Александра вдруг осенила догадка. Собственно, и осенять было нечему, потому что если к какому-то делу причастны Икс и Игрек, и оказывается, что Икс не имеет отношения к чему-то, а все уверены, что имеет, то здесь явно поучаствовал Игрек. Ахмальцев дал Еве свою визитную карточку. Ах, Ева, Ева. Вот это сюрприз. Как ей только удалось?
Разговор с Евой откладывать было нельзя, потому что невозможно заниматься делами, изнывая от любопытства и думая совсем о другом. Поэтому Александр позвонил ей сразу после разговора с Ингой:
– Как тебе это удалось? – спросил он.
– Да так… Ничего особенного, – поскромничала Ева.
– Нет, это нечто особенное, – возразил Александр. – И я очень хочу знать подробности. Не томи, рассказывай.

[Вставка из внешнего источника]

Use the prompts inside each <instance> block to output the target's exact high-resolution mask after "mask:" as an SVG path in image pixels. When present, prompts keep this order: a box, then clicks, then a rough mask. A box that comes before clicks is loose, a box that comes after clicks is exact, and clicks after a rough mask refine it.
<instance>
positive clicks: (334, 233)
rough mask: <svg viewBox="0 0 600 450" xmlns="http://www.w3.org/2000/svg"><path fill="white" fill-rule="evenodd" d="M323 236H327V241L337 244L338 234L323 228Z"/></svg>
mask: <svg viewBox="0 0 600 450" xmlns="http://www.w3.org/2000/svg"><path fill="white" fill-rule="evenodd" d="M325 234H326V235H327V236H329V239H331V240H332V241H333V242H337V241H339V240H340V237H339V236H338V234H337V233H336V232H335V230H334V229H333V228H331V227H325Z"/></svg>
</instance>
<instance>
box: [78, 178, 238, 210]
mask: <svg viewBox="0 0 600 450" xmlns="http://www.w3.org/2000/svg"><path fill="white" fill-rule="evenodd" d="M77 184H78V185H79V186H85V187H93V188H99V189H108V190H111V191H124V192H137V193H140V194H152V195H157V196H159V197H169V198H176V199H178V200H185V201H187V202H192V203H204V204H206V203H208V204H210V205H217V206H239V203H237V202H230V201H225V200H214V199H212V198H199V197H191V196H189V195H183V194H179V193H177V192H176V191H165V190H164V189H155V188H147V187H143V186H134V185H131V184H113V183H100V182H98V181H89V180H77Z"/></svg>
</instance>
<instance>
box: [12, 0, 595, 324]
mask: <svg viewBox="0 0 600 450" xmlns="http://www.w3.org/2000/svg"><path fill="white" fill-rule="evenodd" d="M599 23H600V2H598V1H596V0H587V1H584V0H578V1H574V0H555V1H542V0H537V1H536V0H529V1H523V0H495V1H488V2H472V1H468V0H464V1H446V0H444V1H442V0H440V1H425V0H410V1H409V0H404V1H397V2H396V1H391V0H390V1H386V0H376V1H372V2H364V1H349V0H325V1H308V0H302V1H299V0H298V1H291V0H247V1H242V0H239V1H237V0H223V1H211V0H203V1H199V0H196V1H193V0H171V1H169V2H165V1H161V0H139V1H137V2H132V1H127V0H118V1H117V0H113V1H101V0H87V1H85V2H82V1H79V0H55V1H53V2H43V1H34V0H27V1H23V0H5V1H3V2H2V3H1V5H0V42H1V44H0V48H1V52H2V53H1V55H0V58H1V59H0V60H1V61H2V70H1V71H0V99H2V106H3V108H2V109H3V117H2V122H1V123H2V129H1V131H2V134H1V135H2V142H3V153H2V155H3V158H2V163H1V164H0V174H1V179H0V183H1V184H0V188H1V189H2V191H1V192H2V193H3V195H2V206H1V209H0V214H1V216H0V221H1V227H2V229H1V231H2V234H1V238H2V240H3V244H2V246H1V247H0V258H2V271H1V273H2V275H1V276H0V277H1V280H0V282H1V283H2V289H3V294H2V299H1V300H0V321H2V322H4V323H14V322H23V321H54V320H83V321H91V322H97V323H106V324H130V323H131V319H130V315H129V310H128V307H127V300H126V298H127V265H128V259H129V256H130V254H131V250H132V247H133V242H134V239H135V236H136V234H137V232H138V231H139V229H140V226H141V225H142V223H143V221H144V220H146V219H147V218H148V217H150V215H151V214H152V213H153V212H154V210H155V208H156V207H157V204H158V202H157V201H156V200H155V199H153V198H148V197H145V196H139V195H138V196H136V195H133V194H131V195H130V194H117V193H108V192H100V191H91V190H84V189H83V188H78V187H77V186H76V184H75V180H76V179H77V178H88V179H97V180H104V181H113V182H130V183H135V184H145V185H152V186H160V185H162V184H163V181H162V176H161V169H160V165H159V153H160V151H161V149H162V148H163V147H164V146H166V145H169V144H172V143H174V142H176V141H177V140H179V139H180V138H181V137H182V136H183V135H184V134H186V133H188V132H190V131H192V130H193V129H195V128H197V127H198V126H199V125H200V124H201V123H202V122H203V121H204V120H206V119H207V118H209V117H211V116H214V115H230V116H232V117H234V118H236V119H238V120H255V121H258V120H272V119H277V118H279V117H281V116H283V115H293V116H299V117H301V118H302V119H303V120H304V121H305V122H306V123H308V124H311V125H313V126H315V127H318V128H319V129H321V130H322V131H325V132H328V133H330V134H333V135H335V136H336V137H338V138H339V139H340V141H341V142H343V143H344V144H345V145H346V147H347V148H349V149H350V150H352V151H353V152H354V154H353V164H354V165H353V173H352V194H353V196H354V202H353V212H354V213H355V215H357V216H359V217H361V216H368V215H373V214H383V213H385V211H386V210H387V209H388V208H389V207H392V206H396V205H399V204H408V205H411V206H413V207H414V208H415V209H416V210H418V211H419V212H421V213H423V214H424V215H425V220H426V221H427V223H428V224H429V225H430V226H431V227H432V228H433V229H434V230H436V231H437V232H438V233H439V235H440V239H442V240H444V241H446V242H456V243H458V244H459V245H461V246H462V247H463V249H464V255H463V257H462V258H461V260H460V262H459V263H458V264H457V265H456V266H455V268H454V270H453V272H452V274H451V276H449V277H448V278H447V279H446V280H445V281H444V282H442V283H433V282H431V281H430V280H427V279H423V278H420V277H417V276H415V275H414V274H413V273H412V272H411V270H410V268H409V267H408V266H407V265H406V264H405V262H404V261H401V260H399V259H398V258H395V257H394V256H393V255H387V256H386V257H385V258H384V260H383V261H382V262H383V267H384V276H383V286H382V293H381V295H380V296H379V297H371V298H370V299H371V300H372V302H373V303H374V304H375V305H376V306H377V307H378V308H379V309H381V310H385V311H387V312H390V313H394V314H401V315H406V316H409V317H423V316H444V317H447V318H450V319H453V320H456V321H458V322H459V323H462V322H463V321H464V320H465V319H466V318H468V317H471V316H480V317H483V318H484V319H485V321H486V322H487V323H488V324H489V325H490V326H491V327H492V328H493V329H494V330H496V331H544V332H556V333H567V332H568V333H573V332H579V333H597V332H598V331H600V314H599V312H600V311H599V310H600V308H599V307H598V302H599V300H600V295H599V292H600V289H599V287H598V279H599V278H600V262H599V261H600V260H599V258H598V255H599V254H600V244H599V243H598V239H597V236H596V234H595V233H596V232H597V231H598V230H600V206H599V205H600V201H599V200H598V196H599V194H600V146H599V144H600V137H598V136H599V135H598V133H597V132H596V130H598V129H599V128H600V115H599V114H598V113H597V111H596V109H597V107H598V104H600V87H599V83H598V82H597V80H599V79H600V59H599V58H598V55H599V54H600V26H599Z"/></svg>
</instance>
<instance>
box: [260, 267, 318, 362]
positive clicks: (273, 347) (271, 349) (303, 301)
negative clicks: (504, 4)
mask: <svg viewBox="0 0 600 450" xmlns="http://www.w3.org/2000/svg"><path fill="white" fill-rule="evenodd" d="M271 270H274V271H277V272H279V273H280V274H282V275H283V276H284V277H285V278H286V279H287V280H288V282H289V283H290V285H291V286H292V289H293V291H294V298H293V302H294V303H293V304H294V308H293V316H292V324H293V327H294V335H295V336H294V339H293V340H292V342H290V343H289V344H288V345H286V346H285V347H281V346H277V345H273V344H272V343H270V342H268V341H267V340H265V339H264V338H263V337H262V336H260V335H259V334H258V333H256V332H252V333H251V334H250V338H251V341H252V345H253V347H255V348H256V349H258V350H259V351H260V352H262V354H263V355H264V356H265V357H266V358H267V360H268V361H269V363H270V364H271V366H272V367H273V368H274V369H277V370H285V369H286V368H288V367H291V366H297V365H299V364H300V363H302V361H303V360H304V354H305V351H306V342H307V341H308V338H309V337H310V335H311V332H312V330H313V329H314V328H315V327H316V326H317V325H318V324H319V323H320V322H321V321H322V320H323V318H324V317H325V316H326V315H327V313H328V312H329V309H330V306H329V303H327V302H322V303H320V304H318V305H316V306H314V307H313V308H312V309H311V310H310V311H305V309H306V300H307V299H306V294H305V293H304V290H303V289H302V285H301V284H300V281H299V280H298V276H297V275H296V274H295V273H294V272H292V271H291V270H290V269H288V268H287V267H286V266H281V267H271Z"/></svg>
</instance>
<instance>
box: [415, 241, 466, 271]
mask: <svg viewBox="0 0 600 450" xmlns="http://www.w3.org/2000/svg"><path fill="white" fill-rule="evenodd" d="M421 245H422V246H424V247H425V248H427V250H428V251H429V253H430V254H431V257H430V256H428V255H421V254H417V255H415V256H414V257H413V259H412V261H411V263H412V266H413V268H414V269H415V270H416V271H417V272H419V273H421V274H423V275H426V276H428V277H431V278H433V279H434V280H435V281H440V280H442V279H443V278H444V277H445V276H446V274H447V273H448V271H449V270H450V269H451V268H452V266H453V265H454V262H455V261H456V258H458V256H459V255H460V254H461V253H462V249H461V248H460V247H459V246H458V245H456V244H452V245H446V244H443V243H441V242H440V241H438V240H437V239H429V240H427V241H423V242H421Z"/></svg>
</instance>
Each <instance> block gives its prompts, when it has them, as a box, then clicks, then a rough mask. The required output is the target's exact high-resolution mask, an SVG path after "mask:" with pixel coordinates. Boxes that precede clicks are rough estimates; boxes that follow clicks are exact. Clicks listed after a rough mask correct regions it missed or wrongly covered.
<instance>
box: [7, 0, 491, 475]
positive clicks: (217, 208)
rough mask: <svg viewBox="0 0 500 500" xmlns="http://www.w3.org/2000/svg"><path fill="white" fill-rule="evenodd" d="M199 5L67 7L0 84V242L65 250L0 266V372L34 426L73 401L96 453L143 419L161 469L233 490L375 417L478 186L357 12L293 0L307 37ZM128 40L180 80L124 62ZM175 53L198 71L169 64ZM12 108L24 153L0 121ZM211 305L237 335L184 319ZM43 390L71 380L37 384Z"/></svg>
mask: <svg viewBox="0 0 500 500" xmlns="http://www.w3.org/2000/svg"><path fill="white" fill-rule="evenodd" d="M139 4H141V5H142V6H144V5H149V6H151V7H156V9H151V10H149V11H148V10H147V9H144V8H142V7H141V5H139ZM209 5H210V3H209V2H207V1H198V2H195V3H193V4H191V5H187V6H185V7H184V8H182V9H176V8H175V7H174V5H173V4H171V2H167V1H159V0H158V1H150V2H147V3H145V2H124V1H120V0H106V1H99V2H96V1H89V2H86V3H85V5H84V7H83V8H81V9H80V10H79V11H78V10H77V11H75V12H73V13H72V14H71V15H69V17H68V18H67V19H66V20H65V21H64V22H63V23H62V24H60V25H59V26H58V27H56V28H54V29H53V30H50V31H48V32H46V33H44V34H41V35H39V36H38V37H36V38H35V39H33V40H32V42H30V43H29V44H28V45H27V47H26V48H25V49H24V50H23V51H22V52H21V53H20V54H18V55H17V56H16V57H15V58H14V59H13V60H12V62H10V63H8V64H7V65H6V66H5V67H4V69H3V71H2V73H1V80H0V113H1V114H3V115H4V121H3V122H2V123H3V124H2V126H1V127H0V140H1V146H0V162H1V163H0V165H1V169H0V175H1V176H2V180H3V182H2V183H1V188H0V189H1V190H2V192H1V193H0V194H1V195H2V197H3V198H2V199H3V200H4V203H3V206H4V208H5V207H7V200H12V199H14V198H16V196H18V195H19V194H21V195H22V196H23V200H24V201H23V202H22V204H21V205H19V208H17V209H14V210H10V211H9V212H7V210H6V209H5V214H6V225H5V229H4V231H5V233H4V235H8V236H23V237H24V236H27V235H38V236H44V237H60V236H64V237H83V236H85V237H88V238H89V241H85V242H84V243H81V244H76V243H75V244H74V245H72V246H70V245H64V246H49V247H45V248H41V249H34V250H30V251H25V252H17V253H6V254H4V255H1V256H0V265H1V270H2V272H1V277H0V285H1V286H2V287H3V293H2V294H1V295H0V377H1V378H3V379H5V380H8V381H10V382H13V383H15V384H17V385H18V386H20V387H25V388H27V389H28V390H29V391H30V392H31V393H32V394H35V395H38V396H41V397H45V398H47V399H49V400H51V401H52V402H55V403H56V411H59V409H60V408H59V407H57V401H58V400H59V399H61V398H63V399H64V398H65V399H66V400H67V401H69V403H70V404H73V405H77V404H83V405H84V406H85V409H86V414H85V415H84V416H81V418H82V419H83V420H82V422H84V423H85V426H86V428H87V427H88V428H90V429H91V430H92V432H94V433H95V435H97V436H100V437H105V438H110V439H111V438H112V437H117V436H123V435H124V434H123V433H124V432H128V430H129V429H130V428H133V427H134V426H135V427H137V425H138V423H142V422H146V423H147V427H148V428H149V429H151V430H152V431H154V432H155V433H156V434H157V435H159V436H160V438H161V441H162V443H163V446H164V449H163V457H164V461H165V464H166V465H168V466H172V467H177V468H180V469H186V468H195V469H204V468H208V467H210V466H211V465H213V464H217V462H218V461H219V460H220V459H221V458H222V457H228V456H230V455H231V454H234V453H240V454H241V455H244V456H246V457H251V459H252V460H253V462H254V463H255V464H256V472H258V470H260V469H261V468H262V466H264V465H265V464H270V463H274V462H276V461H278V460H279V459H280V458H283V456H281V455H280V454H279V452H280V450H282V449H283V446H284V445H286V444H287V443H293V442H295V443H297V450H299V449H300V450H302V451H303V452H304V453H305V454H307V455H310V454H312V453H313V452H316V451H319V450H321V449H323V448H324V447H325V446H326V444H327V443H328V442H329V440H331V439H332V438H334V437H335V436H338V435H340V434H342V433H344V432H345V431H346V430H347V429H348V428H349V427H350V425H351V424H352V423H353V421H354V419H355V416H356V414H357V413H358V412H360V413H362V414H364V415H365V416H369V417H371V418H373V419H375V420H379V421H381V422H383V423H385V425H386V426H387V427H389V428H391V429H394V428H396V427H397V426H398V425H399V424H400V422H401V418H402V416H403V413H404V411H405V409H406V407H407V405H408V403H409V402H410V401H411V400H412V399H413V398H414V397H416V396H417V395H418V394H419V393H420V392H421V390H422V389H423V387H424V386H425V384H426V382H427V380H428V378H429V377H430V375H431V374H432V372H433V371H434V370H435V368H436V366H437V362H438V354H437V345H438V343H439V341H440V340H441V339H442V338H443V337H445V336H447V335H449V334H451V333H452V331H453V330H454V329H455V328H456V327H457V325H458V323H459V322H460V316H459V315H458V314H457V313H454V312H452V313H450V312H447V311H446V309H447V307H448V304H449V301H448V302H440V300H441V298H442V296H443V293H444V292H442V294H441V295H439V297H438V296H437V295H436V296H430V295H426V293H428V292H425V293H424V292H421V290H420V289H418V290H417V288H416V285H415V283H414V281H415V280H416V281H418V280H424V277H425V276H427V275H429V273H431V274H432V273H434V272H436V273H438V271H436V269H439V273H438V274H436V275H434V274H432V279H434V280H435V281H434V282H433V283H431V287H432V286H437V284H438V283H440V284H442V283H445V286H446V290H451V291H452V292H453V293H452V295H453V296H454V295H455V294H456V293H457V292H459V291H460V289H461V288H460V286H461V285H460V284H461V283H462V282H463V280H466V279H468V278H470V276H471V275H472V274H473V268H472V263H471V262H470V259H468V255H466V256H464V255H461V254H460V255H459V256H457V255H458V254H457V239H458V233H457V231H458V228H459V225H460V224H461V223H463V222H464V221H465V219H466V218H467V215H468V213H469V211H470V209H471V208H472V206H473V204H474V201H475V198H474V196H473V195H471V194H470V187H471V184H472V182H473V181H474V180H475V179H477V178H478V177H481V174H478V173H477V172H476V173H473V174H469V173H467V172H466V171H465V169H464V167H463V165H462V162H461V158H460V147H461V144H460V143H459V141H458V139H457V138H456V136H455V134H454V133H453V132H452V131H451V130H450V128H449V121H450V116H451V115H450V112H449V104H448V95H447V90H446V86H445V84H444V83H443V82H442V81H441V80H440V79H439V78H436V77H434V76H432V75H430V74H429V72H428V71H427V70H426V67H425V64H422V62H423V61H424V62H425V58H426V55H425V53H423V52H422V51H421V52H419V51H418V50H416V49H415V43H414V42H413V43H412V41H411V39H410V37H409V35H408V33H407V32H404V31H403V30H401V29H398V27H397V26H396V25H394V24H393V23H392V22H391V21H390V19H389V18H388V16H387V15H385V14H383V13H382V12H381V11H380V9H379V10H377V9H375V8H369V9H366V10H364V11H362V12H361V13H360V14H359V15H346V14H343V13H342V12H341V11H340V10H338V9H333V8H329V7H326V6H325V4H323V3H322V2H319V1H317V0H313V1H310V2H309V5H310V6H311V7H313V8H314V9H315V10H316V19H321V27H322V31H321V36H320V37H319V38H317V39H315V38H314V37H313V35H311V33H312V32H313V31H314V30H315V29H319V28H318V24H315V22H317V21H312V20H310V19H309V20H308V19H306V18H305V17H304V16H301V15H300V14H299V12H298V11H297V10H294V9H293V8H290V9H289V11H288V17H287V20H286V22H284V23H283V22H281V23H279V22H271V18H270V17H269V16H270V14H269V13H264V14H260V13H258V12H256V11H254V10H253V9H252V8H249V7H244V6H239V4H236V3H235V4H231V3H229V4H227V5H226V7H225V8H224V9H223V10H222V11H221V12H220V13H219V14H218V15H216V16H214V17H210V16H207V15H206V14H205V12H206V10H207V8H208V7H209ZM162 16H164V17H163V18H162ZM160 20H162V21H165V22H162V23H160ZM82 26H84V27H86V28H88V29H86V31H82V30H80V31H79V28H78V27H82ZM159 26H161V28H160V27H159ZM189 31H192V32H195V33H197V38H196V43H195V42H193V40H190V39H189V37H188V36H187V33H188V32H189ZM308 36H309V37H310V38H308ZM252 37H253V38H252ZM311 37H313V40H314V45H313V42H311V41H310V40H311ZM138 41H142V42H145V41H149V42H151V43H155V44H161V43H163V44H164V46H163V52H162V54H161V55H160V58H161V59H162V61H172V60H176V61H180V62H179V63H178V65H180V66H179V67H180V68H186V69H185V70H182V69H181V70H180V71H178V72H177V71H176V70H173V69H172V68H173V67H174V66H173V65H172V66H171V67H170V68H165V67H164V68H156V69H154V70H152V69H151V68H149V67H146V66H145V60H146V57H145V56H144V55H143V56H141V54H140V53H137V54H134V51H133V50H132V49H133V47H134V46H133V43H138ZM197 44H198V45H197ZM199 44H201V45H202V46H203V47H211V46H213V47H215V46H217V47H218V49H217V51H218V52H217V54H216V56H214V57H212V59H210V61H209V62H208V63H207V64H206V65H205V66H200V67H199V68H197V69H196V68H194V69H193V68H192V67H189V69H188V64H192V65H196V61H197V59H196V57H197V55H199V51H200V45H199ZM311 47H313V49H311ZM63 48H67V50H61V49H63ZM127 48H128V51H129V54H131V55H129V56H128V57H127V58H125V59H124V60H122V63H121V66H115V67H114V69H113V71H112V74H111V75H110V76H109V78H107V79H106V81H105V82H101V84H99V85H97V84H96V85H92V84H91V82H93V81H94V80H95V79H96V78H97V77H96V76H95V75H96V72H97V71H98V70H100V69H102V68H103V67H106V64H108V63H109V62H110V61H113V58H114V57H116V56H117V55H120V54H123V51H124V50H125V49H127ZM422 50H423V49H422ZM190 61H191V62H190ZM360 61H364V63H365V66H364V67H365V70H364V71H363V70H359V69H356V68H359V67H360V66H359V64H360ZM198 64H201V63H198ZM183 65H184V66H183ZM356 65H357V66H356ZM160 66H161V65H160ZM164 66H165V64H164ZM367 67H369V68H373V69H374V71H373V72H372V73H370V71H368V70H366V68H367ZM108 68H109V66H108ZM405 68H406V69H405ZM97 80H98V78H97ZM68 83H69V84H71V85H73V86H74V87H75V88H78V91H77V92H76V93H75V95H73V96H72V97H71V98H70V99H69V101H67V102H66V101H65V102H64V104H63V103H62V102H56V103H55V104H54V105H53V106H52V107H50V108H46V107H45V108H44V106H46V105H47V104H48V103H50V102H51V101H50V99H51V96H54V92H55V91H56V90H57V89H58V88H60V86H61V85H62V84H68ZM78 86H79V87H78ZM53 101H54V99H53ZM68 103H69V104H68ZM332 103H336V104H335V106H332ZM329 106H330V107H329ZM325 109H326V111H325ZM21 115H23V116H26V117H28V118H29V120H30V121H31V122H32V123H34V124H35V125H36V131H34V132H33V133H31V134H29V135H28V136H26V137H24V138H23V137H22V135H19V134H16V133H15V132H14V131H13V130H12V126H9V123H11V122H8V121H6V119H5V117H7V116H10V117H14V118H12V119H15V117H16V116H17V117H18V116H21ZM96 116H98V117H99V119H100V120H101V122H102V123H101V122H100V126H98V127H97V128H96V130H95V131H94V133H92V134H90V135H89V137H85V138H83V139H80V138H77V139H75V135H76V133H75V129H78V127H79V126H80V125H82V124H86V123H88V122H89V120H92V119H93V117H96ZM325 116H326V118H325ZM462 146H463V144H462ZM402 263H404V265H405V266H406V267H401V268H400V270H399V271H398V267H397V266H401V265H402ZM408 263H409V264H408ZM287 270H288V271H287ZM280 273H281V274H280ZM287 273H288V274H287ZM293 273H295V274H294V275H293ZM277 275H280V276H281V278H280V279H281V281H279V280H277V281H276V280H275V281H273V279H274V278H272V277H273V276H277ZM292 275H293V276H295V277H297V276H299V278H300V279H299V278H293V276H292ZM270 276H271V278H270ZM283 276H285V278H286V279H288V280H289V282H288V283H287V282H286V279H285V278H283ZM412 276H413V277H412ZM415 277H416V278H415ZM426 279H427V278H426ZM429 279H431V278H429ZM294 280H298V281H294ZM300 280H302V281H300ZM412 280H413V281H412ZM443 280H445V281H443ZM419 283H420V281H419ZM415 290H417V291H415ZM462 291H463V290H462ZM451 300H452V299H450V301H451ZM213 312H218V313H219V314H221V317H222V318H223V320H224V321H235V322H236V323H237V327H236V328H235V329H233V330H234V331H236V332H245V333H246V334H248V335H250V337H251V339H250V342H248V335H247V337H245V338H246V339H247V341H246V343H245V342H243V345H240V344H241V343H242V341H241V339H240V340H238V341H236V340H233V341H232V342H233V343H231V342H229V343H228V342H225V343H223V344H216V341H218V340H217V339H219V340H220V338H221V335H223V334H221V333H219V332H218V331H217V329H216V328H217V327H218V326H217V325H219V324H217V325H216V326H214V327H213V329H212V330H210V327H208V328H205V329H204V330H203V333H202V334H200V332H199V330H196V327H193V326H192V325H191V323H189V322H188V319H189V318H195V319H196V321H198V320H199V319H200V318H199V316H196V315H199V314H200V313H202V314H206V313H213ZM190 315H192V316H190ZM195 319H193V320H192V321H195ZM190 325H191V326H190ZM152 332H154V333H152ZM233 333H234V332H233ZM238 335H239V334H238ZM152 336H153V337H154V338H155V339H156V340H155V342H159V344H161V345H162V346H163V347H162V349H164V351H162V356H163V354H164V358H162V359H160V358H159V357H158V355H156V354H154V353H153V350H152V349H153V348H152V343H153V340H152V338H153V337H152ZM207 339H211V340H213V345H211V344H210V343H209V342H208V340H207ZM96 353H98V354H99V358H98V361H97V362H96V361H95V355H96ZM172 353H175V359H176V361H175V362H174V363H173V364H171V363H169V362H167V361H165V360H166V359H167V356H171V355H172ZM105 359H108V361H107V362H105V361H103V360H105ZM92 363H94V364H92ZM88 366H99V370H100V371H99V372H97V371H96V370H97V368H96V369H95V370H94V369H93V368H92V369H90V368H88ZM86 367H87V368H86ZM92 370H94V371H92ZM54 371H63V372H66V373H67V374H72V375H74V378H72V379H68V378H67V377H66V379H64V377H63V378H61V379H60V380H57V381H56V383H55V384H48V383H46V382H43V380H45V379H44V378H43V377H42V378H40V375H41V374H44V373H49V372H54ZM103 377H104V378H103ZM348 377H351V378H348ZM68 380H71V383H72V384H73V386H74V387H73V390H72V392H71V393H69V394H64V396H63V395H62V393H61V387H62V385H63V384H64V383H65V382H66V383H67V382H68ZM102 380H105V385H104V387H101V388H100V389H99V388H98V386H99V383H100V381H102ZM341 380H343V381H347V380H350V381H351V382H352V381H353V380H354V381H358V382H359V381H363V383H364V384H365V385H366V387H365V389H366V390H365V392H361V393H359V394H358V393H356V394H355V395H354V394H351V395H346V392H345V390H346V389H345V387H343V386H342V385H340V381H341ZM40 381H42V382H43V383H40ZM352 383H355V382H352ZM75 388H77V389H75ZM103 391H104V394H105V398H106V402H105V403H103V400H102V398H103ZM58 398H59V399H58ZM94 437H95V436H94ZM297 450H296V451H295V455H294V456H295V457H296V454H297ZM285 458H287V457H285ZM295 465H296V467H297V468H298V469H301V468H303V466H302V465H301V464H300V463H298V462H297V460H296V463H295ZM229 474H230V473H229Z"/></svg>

– Да в общем-то и рассказывать нечего. Если кто-то думает, что я соблазнила этого пенька, влюбила его в себя и потребовала, чтобы он перестал издеваться над своим ребенком, то сильно ошибается. Ничего такого между нами не было, ни малейшего намека на секс, хотя он на меня поглядывал с определенным интересом. Но я пошла другим путем… Кто это первый сказал: «мы пойдем другим путем»?
Ознакомительная версия.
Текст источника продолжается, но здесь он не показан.